Sur les réseaux sociaux, dans le groupe Facebook «STAFF resto Québec», une vingtaine d’annonces sont publiées chaque jour. Pour inciter les jeunes à postuler, certains restaurateurs offrent un abonnement au gym, «un horaire flexible selon TES disponibilités», un salaire négociable, une possibilité d’avancement, une fin de semaine sur trois de congé ou un salaire moyen de 28 $ pour un livreur. Et certains cherchent des employés, peu importe leur qualification : «Tu as deux mains… on t’engage, aucune expérience nécessaire, aucune connaissance requise», peut-on lire sur le groupe en ligne.
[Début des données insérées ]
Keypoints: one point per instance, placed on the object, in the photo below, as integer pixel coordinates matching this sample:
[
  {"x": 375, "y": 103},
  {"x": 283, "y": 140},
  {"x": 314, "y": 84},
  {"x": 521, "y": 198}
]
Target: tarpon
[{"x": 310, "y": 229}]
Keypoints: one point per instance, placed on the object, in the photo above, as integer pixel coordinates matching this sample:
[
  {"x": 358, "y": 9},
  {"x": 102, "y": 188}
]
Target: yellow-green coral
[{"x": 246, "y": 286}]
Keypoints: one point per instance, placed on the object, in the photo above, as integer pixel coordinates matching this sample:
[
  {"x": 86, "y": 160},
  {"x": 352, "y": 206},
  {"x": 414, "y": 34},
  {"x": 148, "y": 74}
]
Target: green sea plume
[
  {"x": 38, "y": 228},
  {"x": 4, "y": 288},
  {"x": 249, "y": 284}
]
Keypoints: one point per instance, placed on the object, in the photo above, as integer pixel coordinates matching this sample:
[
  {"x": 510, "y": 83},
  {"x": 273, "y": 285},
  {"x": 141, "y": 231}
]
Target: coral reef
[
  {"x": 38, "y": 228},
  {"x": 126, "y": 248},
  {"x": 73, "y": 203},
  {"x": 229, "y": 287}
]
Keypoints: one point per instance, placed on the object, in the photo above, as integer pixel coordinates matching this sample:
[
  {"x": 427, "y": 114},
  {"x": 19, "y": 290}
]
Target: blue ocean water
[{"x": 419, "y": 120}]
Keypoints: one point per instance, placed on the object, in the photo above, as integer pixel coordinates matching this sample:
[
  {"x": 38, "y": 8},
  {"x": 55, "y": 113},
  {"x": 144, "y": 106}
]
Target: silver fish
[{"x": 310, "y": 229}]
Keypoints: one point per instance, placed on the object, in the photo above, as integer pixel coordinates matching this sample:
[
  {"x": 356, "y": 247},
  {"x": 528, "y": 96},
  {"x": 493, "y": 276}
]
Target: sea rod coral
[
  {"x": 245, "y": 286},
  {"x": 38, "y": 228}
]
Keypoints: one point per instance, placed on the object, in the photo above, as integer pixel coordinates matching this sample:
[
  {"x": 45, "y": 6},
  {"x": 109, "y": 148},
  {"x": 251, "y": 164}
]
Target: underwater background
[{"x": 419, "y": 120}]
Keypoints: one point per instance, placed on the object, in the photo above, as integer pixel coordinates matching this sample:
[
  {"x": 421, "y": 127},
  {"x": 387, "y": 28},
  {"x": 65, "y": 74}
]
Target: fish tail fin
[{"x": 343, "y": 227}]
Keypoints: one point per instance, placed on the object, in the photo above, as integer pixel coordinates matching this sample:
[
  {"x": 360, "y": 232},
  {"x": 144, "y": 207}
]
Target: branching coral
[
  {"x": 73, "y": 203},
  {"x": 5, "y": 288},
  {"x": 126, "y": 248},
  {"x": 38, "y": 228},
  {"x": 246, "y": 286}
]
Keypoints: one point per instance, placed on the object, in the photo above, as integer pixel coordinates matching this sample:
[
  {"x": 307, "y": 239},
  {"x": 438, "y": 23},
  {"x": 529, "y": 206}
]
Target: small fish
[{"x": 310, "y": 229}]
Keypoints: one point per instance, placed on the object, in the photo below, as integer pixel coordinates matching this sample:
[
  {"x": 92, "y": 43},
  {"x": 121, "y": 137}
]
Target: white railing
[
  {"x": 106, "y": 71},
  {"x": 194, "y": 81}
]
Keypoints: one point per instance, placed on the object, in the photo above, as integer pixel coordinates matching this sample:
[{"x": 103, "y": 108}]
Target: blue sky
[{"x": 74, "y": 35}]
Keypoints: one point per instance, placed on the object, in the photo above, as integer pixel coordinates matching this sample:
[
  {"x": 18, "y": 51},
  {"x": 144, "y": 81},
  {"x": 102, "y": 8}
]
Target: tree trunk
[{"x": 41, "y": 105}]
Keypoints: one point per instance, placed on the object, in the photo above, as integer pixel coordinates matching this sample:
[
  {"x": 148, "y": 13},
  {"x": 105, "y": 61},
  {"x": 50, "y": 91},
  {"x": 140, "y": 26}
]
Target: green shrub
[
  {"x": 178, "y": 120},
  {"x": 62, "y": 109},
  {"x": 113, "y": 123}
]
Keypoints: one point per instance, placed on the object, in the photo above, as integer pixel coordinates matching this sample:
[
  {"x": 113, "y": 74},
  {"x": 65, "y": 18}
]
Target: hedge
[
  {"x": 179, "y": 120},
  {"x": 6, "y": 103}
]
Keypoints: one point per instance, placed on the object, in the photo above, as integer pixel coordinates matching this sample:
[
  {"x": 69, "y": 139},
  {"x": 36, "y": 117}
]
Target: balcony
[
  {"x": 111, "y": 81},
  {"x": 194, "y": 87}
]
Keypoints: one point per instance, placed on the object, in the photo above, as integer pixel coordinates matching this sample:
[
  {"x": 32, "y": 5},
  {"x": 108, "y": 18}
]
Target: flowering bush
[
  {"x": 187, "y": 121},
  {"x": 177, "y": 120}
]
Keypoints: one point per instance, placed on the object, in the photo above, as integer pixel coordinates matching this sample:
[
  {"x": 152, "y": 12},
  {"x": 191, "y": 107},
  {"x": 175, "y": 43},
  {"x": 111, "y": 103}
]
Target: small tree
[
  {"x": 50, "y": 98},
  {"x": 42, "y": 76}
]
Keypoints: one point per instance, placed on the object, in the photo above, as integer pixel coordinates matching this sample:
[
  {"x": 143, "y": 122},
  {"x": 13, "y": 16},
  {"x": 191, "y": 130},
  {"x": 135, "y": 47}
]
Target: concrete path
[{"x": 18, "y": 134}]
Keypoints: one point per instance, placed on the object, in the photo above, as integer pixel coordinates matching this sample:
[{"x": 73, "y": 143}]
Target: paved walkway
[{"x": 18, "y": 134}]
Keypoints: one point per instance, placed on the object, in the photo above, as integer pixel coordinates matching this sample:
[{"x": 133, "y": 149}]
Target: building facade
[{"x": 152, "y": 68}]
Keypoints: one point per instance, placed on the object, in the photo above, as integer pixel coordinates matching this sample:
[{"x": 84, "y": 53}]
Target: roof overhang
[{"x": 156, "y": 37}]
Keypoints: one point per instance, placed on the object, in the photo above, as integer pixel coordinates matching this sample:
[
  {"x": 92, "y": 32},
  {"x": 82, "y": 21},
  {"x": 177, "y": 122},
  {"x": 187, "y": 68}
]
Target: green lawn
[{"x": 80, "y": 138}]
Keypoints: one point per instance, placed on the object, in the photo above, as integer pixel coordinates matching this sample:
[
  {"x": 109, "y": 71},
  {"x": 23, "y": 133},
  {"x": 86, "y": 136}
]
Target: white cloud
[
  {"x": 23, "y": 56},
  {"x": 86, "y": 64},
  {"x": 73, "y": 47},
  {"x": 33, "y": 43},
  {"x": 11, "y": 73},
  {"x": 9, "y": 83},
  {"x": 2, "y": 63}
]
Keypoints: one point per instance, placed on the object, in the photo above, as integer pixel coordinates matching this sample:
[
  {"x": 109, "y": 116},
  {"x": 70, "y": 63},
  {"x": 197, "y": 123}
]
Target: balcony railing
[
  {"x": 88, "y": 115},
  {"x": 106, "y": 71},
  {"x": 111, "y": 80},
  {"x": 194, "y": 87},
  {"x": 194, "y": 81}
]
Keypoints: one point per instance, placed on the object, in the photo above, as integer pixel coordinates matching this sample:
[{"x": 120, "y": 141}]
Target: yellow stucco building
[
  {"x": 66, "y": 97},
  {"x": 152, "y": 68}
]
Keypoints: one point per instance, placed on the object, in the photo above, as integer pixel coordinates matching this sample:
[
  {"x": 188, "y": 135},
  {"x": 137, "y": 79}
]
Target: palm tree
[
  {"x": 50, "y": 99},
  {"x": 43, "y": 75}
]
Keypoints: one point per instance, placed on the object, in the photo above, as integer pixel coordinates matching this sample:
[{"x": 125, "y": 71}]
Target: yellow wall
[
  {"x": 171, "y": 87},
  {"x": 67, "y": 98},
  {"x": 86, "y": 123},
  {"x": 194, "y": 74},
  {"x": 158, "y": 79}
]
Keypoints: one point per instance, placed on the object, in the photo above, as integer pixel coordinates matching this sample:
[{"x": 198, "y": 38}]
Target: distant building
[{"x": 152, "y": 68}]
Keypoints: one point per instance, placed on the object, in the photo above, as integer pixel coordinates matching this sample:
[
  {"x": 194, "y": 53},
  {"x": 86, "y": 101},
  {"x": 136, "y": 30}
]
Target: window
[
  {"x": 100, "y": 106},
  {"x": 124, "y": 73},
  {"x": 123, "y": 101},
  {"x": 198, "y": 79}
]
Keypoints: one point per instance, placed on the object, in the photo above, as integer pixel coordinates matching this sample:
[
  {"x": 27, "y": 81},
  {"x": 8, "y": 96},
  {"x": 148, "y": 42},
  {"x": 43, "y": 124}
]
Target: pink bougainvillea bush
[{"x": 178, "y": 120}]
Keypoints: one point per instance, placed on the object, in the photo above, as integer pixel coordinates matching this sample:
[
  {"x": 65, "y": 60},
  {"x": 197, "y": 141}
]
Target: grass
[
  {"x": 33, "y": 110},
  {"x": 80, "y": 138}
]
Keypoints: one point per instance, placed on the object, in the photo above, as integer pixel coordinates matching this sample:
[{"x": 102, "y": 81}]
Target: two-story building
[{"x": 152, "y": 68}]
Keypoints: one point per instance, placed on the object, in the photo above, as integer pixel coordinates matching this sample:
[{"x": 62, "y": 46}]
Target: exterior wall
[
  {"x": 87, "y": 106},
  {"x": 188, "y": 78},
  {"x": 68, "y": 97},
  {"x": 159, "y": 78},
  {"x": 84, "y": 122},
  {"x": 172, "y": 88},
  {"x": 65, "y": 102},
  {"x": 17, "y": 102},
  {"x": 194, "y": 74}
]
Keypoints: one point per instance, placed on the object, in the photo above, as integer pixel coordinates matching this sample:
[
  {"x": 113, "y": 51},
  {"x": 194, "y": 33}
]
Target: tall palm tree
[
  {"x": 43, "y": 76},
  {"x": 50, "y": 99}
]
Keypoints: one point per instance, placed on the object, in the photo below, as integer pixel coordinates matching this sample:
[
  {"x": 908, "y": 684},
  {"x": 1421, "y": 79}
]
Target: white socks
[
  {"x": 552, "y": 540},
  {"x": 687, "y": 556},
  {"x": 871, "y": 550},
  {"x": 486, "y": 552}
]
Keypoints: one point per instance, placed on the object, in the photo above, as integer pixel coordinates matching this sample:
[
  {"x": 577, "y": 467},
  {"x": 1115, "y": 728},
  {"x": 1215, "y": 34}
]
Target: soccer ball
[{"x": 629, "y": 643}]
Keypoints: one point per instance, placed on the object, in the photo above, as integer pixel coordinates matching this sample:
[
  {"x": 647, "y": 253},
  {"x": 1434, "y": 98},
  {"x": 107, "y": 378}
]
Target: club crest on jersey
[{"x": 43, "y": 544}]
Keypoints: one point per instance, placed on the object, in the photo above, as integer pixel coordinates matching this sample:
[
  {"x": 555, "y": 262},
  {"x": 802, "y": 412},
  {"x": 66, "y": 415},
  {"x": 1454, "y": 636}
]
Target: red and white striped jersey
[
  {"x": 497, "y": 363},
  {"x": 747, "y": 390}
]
Selon le professeur titulaire au Département des relations industrielles de l’Université Laval François Bernard Malo, ces solutions inusitées sont apparues il y a un peu plus de cinq ans. «Dans les solutions dites “nouvelle tendance” : cela peut aller jusqu’à faire tirer un voyage à nos 10 meilleurs employés, de fournir les passes d’autobus gratuitement ou payer un billet d’abonnement à quelque chose qui les intéressent personnellement», observe-t-il. Aujourd’hui, selon lui, certaines entreprises vont offrir des cours de céramique, de danse sociale et même des cours de plongée sous-marine à leurs employés.
 
Du poulet, des frites et un voyage dans le sud
 
Depuis cinq ans, pour recruter et maintenir leurs employés, les restaurants Benny&Co offrent 12 bourses d’études par an. Puisque 60 % de leurs employés sont des milléniaux, ils ont décidé d’ajouter cette année deux bourses de voyage de 2500 $. «On se demandait quelle action on pourrait mettre de l’avant pour interpeller les jeunes. On s’est dit qu’ils aimaient beaucoup voyager. Nous avons décidé de faire un tirage d’une bourse de voyage deux fois par année», souligne le vice-président Relations publiques de Benny&Co, Yves Benny. En plus du contexte de pénurie de main-d’œuvre, les restaurants Benny&Co sont en pleine expansion, ils ont donc un besoin énorme de personnel. «Depuis 2010, nous sommes passés de 12 à 55 restaurants. On est en croissance et cela nous prend 200 à 250 employés», explique-t-il. Avec ces différentes bourses, cette chaîne souhaite charmer les étudiants. «On voulait encourager cette clientèle à postuler chez nous tout en gardant ceux qui sont déjà en emploi. L’entreprise doit se vendre, c’est notre nouvelle réalité», dit-il.